Use case #1: Accessing an unreachable machine from a public machine

Dr. Weird (5678) ----- Juleit (22)

Back to the story above, to let Dr. Weird’s machine access Juleit’s machine, Juleit has to use the remote port forwarding method by opening a socket on Dr. Weird’s machine to listen to his port number 5678 then forward traffic data from this port back to her local port number 22 (SSH server).

juleit:~$ ssh -N -R 5678:localhost:22 [email protected]

Note that I used the -N option here to tell the SSH client not to execute any remote commands after authenticating successfully.

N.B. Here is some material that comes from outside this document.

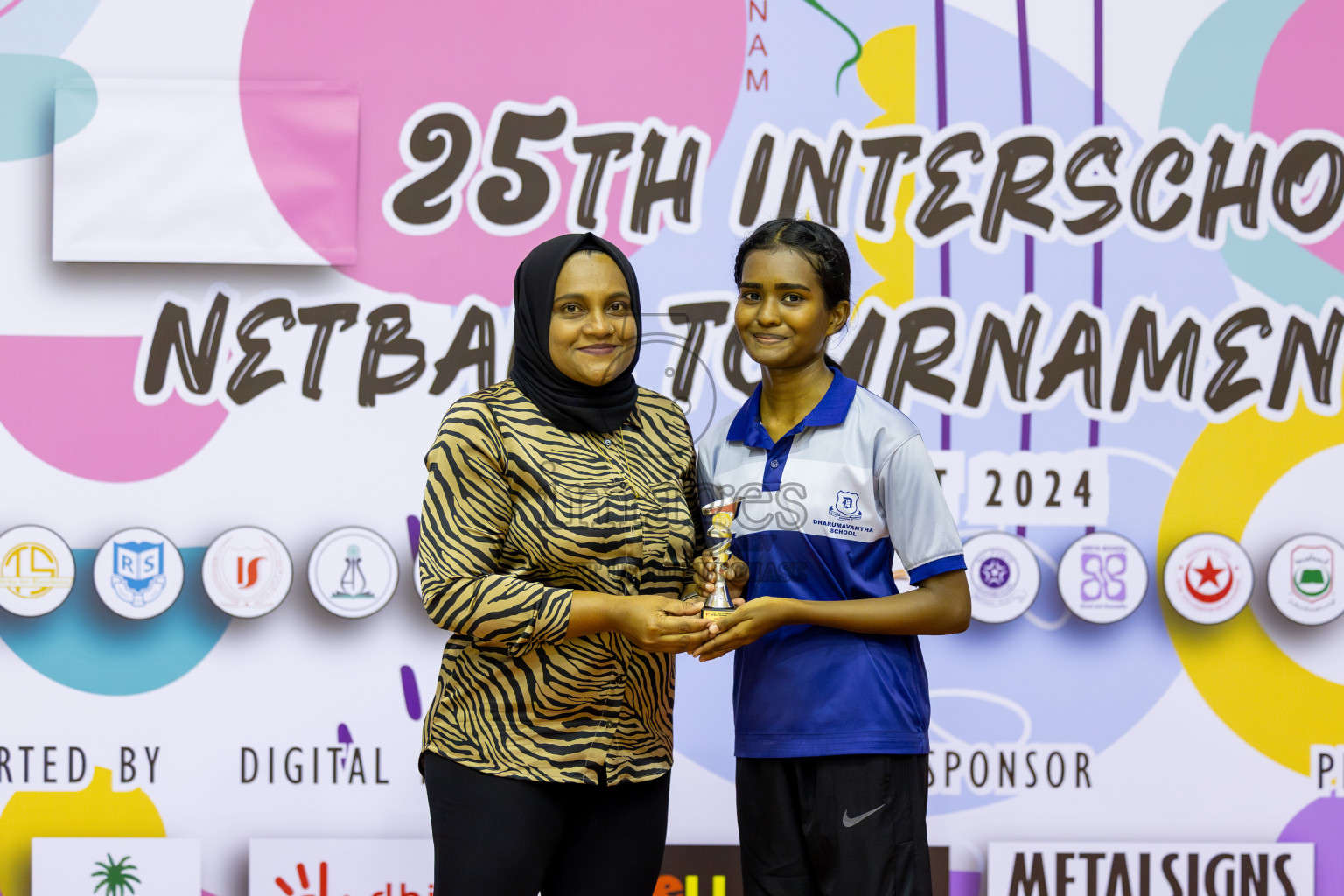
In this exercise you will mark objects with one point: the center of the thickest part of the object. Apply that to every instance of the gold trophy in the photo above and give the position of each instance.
(719, 542)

Then, Dr. Weird can access Juleit’s machine via her SSH service from his local port number 5678.

drweird:~$ ssh -p 5678 [email protected]

Done!

Use case #2: Accessing an unreachable machine from another unreachable machine

Moreo (1234) ----- Dr. Weird (5678) ----- Juleit (22)

Back to the story above, again, Moreo wants to access Juleit’s machine through Dr. Weird’s machine, the only public machine here. It is very simple by bridging 2 tunnels: one from Moreo’s machine to Dr. Weird’s machine and the other from Dr. Weird’s machine to Juleit’s machine.

To create the former, Moreo will use the local port forwarding method by opening a local socket to listen to his local port number 1234 then forward traffic data from this port to Dr. Weird’s port number 5678.

moreo:~$ ssh -N -L 1234:localhost:5678 [email protected]

The latter I have just created in the above example:

juleit:~$ ssh -N -R 5678:localhost:22 [email protected]

Then, Moreo can access Juleit’s machine via her SSH service from his local port number 1234.

moreo:~$ ssh -p 1234 [email protected]

Done again!

Use case #3: Accessing the internet via a SOCKS proxy

You can use the dynamic port forwarding method to create a SOCKS proxy via an SSH channel.

Moreo (1234) ----- Dr. Weird ----- (the internet)

Let’s suppose Moreo wants to access the internet through Dr. Weird’s machine.

moreo:~$ ssh -N -D 1234 [email protected]

Then, Moreo can access the internet via a SOCKS server at localhost:1234 on his machine by any client, including web browsers.

I will show you how to verify that the proxy server works with cURL. In this case, I will use the ipinfo.io/ip endpoint to check the requested client IP address.

First, in Dr. Weird’s machine:

drweird:~$ curl ipinfo.io/ip
111.111.111.111

In Moreo’s machine:

# do not use the SOCKS proxy
moreo:~$ curl ipinfo.io/ip
222.222.222.222

# use the SOCKS proxy
moreo:~$ curl -x socks5://localhost:1234 ipinfo.io/ip
111.111.111.111

4. Conclusion

SSH tunneling is an amazing feature that helps you solve access related issues.

Here are 2 side notes that you should know.

First, when executing an SSH command, if you get the error: Too many authentication failures then you should try to add the option -o IdentitiesOnly=yes to that command. I suggest you read the article Best way to generate and manage SSH keys for more details.

Second, in this article, I use the SSH service with port number 22 as examples, but you can use the port forwarding methods for any service, including web services, database services, etc.